Bu projeler AKP’nin eliyle tek tek gerçekleştirildi. Devletin borçlandırılıp ekonomilerinin zarflatılması bu şekilde sağlanmıştı ve ne yazık ki bu AKP’nin eliyle gerçekleştirildi.

Özellikle son 5 yılda ekonominin çöküşe geçmesi ve AKP’nin halka rağmen her şeye zam üstüne zam yapmasının ardından artık zamların günlük bir hale gelmesi iktidarı altın tepsi içinde CHP’ye kendi eli ile teslim etmesi demektir. Erdoğan’ın “Ben ekonomistim” diyerek ne kadar ekonomiden anladığı artık her kes tarafından bilinir bir duruma geldi. Etrafında olanlar onu çok yanılttıkları gerçeğini gözler önüne seren icraatlar artık halkın hiç gündeminden düşmemektedir.

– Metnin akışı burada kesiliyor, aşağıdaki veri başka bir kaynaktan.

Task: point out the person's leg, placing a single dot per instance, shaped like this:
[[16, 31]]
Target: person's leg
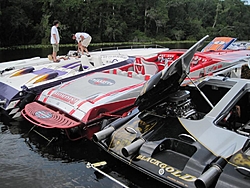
[[85, 44], [54, 52]]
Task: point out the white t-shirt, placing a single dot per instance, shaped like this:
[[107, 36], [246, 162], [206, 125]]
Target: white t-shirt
[[54, 30], [78, 38]]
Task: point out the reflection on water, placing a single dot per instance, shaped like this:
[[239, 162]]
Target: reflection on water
[[27, 161]]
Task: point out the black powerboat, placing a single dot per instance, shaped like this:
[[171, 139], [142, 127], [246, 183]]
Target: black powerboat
[[195, 135]]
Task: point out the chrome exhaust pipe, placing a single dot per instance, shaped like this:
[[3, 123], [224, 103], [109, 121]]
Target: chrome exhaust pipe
[[133, 147], [101, 135], [211, 175], [3, 102]]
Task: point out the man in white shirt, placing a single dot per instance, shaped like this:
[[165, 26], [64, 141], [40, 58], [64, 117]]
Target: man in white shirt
[[83, 40], [54, 40]]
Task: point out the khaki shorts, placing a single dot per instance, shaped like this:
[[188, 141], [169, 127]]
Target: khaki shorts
[[86, 41], [55, 47]]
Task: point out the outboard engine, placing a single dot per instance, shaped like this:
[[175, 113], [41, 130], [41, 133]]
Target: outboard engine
[[178, 104]]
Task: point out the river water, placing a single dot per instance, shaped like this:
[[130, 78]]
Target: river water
[[27, 162]]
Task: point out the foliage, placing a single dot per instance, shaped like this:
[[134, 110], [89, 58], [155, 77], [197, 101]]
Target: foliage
[[29, 22]]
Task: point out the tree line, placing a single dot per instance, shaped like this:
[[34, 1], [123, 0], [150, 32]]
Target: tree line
[[27, 22]]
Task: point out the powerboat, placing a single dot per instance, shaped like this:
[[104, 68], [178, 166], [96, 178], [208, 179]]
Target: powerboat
[[194, 135], [21, 86], [79, 107], [86, 110]]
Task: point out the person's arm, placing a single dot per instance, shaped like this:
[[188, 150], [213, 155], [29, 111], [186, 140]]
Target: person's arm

Tek sığındıkları şey “Dünyada dolar enerji piyasası yükseliyor” yükseliyor sözüdür. Peki, tarım alanında dış ülkelerden ithal edilerek alınan hububat ve bakliyat ile pirinç için ne diyecekler acaba?

Tüm muhalefetin aynı noktada birleştiği AKP’nin istikrarsız bir ekonomi anlayışı ile ülkeyi getireceği felaket olmasına rağmen bu konuda AKP’nin bu konuda sağır sultan rolünü oynamasıdır.

Bunun yanı sıra Erdoğan’ın yürümede zorluk çektiği gerçeği ve hasta olduğu meselesi de gündeme düşerken AKP içinde kazan kaynamaya başladığın sesleri gelmeye başladı.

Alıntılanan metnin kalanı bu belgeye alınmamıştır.